Thanks for the input sorry i've been working.. all mods was done before I got the bike so I know real sure on what all is done I know the pipe is a hmf, k&n air filter, dynatek box under seat that had 3 plug on it I assume it's a cdi, now the Carb has 150f DJ and 155r DJ, DJ springs and needles set at 4th notch with 2 DJ shims/washers on them a/f screw is at 2 turns out I think it has 40 pilot jets b/c the screw out jet beside the main has a star and 40 on theam.. I put 155f 160r and it ran great but had a miss upto 1/4 throttle with a pop on decle so I soft seated a/f screw then brought out 2 1/2 full turns ran like **** with miss all the way though with popping backfiring now I'm at 2 turns just like DJ kit said... Can you help me from here?


----------



## FABMAN (Dec 18, 2008)

do you have a vacuum leak?


----------



## holbrook05750i (Jul 11, 2013)

I know it sounds dumb where is the vacuum lines? All I've seen is two different sets of over Flows one on two on top two on bottom


----------



## FABMAN (Dec 18, 2008)

I wasn't necessarily referring to the vacuum lines for the fuel pump, but maybe the carburetor boots to the head, the choke cables have o-rings on them they could leak, and the vacuum diaphragms can leak as well.


----------



## holbrook05750i (Jul 11, 2013)

oh ok i didnt know for sure this is my first kawie... i checked boots, diaphragm all checked out good... i cant understand it was running good when i first put the 155f and 160r in will a lil miss and pop and all i did was adjust a/f screw and now its screwed... i have tried ever setting from 1/2 to 4 turns out never could find it... then i started w/ jet sizes and needle setting every thing... i think its the needles b/c i got a good idle and no miss till around 1/4 throttle and runs good from 3/4 to wot... all i have is the dj needles and springs..


----------



## dman66 (Feb 20, 2011)

There are a lot of reports about DJ needles bouncing around inside the carbs causing poor mid range from the carbs.
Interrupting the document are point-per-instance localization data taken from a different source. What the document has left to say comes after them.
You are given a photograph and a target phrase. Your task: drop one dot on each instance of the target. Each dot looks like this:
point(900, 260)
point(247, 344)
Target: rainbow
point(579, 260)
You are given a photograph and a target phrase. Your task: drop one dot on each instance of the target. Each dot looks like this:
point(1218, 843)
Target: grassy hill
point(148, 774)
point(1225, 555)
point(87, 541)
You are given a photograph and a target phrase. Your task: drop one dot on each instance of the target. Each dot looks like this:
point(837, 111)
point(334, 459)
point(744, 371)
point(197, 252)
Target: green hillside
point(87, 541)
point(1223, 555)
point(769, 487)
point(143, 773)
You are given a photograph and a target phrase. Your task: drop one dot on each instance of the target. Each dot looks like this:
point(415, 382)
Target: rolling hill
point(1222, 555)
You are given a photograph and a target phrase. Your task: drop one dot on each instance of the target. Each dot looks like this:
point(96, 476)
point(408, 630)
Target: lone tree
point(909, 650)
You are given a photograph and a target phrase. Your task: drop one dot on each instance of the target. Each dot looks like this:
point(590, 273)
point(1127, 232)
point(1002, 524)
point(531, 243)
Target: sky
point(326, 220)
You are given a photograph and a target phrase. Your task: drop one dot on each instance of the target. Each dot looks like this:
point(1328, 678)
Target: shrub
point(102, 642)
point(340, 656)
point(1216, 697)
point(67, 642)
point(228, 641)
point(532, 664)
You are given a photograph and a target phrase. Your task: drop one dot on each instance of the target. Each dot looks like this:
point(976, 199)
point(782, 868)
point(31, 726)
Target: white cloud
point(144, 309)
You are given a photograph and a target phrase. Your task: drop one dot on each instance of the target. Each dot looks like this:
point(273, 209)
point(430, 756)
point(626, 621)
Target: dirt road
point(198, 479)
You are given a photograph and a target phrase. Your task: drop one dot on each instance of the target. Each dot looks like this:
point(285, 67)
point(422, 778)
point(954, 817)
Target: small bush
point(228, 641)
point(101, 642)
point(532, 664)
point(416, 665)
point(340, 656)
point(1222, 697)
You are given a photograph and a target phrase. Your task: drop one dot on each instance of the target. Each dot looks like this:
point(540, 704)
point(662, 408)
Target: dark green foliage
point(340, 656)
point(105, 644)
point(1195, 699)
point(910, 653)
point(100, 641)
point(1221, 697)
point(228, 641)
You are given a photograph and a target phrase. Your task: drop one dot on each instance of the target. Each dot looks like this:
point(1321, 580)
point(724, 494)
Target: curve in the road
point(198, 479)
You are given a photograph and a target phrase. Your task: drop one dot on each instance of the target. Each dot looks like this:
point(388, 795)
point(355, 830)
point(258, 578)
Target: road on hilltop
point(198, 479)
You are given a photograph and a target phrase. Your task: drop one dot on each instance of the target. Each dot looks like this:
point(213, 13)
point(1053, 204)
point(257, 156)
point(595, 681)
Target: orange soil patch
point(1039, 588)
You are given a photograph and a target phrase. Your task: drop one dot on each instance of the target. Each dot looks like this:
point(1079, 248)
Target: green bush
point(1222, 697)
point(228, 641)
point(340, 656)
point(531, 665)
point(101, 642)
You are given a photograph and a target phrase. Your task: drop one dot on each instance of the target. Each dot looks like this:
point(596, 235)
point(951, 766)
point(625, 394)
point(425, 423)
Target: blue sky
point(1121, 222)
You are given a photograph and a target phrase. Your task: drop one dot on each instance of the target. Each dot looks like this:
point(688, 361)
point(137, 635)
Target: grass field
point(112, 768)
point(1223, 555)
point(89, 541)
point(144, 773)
In this case you would order the NFKL needles for KAWASAKI PARTS site or pjmotorsports,and install one each into each carb and install shims under each needle as needed which usually one to two # 4 brass washers under each needle is enough.


----------



## holbrook05750i (Jul 11, 2013)

Where's the cheapest place I found them for around $18 each.. Could I modify the plastic thing the spring sits on and put more presser to stop the DJ needles from moving?


----------



## mikenick937 (Mar 4, 2013)

What's the needles your supposed to use, NFKL or NKKL?? NFKL isn't it. I have those in each carb. I never did get rid of all my hesitation.


----------